The paper has minimal discussion about this, where the control is directly upstream from the treatment lake to separate nutrient flows. Multiple reference lakes (Lake 224 and 442) were included to account for fathead minnows absent in lake 373, and consistent sampling methods were used for all lakes.
However, having the treatment lake immediately downstream from the control may have add spillover effect and violations of independence, and there were already clear pre-existing ecological differences (no flathead minnows) that exacerbate the disparity between the lakes.
Other assumptions include assuming that the square root transformation had addressed the statistical assumptions, such as normal distribution and equal variance for ANOVA.
Is there a better statistical model?
There are quite a few limitations with ANOVA:
It assumed homogeneity of variance, but if CUE increases with treatment, variance may also increase, violating this assumption
We look at these broad time periods rather than year to year variation
ANOVA becomes unreliable with unequal observations since we compare means
We cannot control for other factors such as temperature or oxygen
Instead, a linear regression helps to account for this
It does allow for heteroskedasticity, or non-constant variation
We can look at all the years to get that year to year variation
Fixed effects also controls for the time invariant unobserved differences (nutrient levels)

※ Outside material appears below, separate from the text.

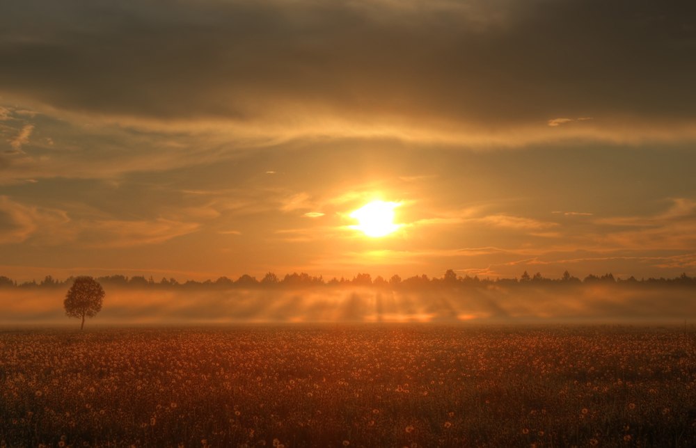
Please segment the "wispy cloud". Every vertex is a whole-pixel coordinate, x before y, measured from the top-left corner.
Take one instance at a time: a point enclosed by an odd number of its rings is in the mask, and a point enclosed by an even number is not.
[[[92,248],[127,248],[164,243],[198,230],[195,223],[168,219],[96,221],[85,223],[81,238]]]
[[[24,125],[19,132],[10,141],[10,145],[18,152],[22,152],[22,147],[29,143],[29,137],[34,130],[33,125]]]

Does account for more covariates that vary over time
We can explicitly include temperature and oxygen levels, variables used for the other fish populations for minnows as well
What would linear regression with fixed effects look like?
We have our lake, which is a dummy variable. If it is 0, it is referring to the reference lake, and 1 for the treatment lake
Time is NOT a dummy variable, as we want to see variation by year
AS we group our data by each year, we account for year specific biases. For example, if some unobserved variable occurs (change in environmental conditions), fixed effects controls for this by treating each year separately
Therefore, we can just worry about time variant variables, or variables that change over time within groups.

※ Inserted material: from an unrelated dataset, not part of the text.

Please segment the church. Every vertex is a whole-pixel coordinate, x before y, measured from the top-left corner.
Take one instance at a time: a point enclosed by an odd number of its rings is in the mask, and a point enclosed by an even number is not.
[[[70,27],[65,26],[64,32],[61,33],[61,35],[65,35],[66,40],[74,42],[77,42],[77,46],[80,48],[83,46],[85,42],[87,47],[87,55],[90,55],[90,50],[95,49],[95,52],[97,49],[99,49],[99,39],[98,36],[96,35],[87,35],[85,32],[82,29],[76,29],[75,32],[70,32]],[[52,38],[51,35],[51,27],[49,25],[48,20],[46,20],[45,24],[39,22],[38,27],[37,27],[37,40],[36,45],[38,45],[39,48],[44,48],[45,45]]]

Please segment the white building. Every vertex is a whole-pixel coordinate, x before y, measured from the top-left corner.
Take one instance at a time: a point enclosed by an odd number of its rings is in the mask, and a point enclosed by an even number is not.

To interpret these results, using interact_plot in R to visualize the relationship and the Wald test is used to determine interaction significance.

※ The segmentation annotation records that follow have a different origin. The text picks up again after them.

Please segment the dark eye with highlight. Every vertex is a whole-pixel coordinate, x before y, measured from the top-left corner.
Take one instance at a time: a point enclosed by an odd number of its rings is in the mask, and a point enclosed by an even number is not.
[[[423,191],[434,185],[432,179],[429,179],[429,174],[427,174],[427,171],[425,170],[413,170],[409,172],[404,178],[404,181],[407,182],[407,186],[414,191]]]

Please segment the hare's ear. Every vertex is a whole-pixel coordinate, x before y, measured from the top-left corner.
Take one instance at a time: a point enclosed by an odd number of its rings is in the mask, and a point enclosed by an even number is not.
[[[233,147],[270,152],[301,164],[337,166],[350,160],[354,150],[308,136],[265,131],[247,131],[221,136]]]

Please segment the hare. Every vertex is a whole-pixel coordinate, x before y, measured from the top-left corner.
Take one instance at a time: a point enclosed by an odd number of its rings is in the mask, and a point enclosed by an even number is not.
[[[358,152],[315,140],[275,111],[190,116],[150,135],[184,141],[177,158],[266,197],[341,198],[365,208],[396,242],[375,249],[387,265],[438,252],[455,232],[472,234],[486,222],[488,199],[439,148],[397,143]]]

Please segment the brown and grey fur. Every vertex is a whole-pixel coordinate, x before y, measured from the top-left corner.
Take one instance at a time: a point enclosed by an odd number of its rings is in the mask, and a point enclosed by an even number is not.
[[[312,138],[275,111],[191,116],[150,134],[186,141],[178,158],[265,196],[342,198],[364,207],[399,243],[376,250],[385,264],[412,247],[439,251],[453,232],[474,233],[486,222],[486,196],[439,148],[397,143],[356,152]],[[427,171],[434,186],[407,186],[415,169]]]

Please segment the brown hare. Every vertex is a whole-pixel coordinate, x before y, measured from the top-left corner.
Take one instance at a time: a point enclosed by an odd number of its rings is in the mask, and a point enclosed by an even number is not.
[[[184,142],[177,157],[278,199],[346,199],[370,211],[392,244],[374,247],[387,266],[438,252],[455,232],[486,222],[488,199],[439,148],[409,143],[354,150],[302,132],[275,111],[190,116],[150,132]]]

Overall, using linear regression with fixed effects accounts for many of the limitations that ANOVA has while still being able to expand the analysis.
Citations
Rennie, Michael & Kennedy, Patrick & Mills, Kenneth & Rodgers, Chandra & Charles, Colin & Hrenchuk, Lee & Chalanchuk, Sandra & Blanchfield, Paul & Paterson, Michael & Podemski, Cheryl. (2019). Impacts of freshwater aquaculture on fish communities: A whole-ecosystem experimental approach. Freshwater Biology. 64. 10.1111/fwb.13269.